- Born: 14 June 1954 (age 71) Idutywa, Eastern Cape, Union of South Africa
- Citizenship: South African
- Occupation(s): Lecturer in Xhosa literature and language Author
- Years active: 1983–present
- Known for: The book: uTshepo Mde: Tall Enough
- Board member of: African Language Association of South Africa Southern African Folklore Society
- Spouse: Nokuzola Jadezweni
- Awards: Pan-South African Language Board award

Academic background
- Alma mater: University of Fort Hare Stellenbosch University

Academic work
- Discipline: Linguist
- Sub-discipline: Xhosa literature, language, poetry

= Mhlobo Jadezweni =

South African academic and author

Mhlobo Wabantwana Jadezweni (born 14 June 1954) is a South African academic and author. He has degrees from the University of Fort Hare and Stellenbosch University. He has been attached to the Department of African Languages at Stellenbosch University since 1983, where he teaches Xhosa literature and language, and studies isiXhosa poetry. He has served on various Xhosa language boards since 1984 and is chairperson of the isiXhosa Lexicography Unit at Fort Hare.

== Education and career ==
Jadezweni was born on 14 June 1954 in Idutywa, Eastern Cape, South Africa. He attended St John's College in Umtata. He obtained a BA at University of Fort Hare and his BA Hons and MA at Stellenbosch University. He completed his teacher's diploma at Cicira Teachers' Training College in 1974 and taught at schools in the Transkei.

In 1983 he joined the Department of African Languages at Stellenbosch University. He was a guest academic at Leipzig University in 1998-99 and at the University of Bayreuth in 2002.
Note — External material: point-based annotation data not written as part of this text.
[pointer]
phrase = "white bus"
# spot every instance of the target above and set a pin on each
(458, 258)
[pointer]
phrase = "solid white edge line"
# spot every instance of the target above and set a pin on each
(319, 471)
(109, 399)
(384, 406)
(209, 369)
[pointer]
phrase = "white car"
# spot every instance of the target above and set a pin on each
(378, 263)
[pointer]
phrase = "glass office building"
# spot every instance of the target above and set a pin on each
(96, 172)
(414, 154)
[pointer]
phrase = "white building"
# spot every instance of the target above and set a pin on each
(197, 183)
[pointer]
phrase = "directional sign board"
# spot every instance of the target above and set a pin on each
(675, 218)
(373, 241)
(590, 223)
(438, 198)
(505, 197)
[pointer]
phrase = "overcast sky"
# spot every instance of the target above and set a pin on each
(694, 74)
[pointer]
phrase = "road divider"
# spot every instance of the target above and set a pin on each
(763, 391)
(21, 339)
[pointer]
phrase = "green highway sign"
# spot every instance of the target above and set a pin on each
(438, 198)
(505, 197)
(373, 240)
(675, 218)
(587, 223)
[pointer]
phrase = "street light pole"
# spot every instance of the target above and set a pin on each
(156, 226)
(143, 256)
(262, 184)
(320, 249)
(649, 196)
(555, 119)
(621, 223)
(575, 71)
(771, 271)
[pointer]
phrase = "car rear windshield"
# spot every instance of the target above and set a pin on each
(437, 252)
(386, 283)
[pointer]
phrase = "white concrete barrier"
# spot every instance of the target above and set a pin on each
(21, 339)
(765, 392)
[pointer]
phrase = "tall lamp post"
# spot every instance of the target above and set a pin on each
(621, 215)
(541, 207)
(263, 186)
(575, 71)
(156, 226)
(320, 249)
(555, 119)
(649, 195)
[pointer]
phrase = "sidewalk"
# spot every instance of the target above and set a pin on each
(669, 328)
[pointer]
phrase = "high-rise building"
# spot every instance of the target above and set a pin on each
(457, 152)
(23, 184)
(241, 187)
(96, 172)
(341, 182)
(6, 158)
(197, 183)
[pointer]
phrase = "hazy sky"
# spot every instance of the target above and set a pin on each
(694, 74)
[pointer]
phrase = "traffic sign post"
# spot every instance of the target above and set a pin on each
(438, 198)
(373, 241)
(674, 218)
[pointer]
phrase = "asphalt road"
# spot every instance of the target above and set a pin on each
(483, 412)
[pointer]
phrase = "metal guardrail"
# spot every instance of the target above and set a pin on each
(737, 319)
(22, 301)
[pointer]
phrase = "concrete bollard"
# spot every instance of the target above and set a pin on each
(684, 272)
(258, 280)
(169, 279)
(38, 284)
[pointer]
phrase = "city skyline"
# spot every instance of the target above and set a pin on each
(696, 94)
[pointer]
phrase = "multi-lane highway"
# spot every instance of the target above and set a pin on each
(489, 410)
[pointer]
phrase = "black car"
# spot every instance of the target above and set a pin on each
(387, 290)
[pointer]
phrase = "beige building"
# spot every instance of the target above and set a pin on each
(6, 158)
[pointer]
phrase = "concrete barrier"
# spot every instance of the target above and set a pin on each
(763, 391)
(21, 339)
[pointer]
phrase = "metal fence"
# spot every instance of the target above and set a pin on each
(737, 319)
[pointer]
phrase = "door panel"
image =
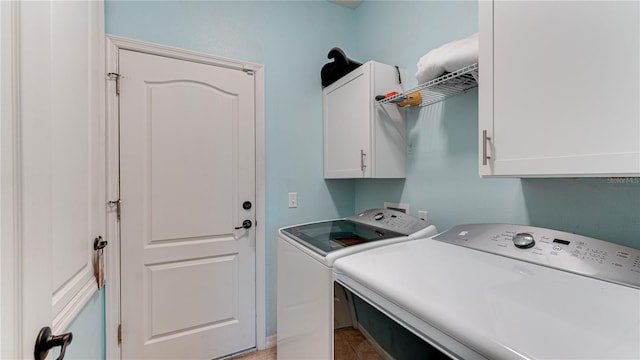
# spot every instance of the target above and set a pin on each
(187, 163)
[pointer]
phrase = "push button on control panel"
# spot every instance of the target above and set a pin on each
(523, 240)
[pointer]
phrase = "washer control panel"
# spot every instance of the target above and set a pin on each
(557, 249)
(391, 220)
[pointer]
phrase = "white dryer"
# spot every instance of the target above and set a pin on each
(499, 291)
(306, 254)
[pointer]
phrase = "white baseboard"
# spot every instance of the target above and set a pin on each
(271, 341)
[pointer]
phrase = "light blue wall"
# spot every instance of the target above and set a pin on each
(442, 154)
(292, 39)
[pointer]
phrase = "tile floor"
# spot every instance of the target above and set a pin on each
(349, 344)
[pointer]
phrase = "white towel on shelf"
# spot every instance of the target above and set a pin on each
(449, 57)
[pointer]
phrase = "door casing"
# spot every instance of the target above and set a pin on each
(114, 44)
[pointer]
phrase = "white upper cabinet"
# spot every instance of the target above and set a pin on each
(363, 139)
(559, 89)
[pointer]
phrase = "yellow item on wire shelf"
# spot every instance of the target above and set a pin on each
(413, 99)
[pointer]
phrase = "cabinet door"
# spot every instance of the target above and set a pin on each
(560, 88)
(347, 114)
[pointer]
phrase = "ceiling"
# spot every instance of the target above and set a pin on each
(348, 3)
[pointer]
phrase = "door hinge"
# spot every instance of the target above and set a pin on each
(115, 77)
(115, 203)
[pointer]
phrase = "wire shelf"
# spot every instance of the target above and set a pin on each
(441, 88)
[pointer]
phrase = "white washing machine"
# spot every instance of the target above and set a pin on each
(306, 254)
(497, 291)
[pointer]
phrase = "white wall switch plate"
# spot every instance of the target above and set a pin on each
(293, 199)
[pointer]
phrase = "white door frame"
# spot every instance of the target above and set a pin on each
(114, 44)
(10, 190)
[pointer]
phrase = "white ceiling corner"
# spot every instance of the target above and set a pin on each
(348, 3)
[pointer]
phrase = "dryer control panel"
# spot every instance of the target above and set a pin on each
(557, 249)
(391, 220)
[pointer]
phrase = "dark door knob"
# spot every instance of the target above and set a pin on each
(245, 225)
(45, 341)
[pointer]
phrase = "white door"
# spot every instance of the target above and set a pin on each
(187, 160)
(56, 190)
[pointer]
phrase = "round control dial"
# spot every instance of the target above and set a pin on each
(523, 240)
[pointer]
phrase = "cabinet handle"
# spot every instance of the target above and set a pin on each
(485, 139)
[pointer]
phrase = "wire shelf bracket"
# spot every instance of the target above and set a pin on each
(443, 87)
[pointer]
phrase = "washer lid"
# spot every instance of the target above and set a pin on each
(327, 236)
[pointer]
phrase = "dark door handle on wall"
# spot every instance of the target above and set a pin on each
(245, 225)
(46, 341)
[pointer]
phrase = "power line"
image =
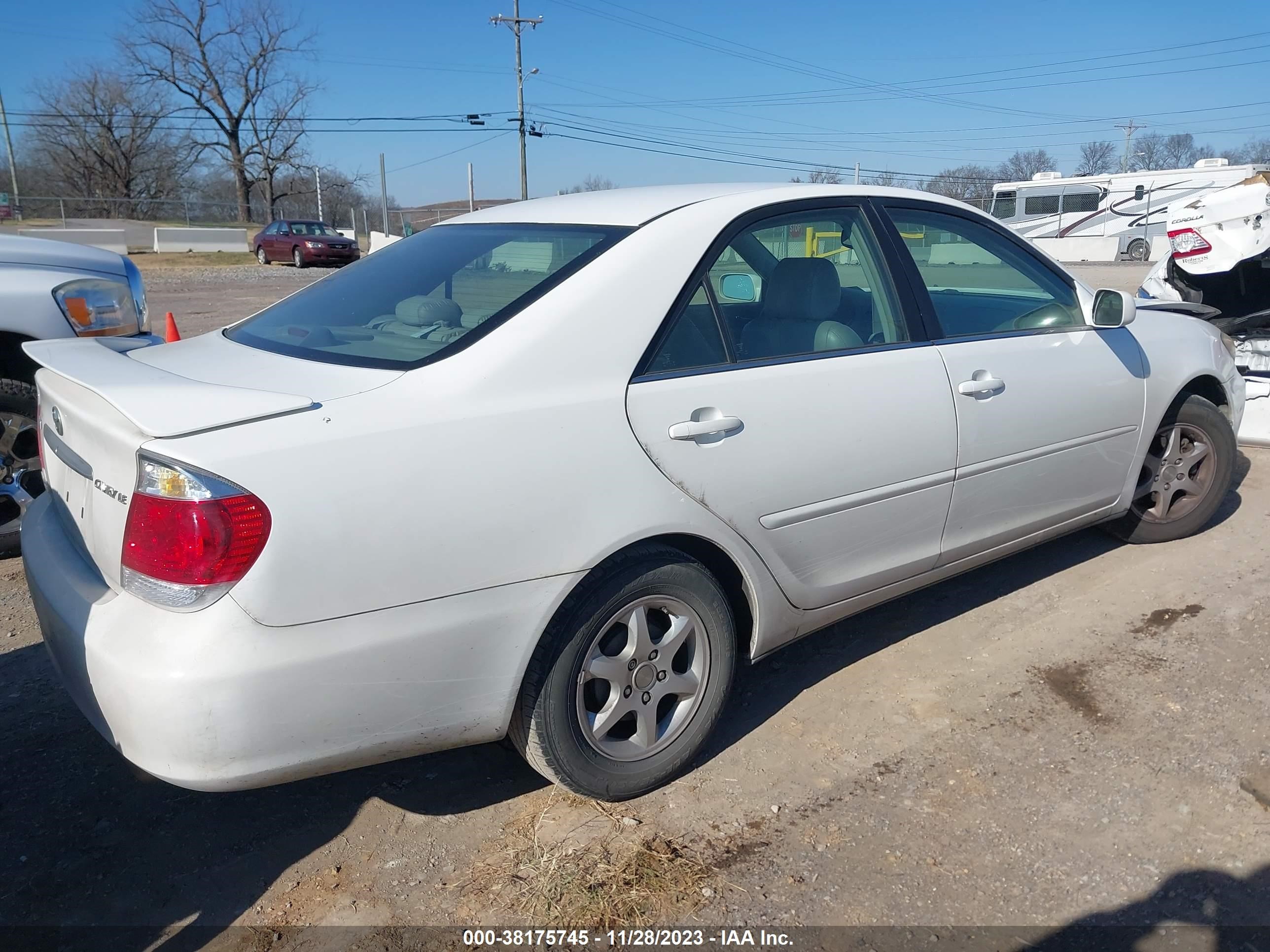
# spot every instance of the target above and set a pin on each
(517, 25)
(453, 151)
(776, 61)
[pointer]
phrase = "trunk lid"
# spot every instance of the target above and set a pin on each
(102, 399)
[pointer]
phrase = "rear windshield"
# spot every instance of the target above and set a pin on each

== Memberships and awards ==
- Pan-South African Language Board award for the promotion of Xhosa language and literature (2011)
- Member of the Stellenbosch University Open Day Committee (1996–present)
- Member of Stellenbosch University's Strategic Planning Committee (1998–present)
- Member of the Marketing Committee of the Faculty of Arts at Stellenbosch University (2001–present)
- He serves on provincial and national language committees and organisations, including the African Language Association of South Africa and the Southern African Folklore Society.

== Works ==
Jadezweni is the author of a multi-lingual children's book called uTshepo Mde: Tall Enough. The book is written in Xhosa and English and has been published in several bi-lingual editions, including Afrikaans, Swedish and Portuguese. The book was nominated as a South African honorary book by International Board on Books for Young People (IBBY).

He is the author of several publications on Xhosa poets and writers and has translated stories for the chapter Xhosa Skrywers (Xhosa Authors) in the Afrikaans book Ensiklopedie van die Wêreld (Encyclopedia of the World).

Jadeweni wrote or contributed to the following books:
- IsiXhosa Esitsha (New Xhosa) (1986)
- Isahluko sokugqibela (The Last Chapter) (2000)
- The rights of a child (2004)

== Personal life ==
Jadezweni is married to Nokuzola Jadezweni, a school teacher in Khayelitsha. They have three children.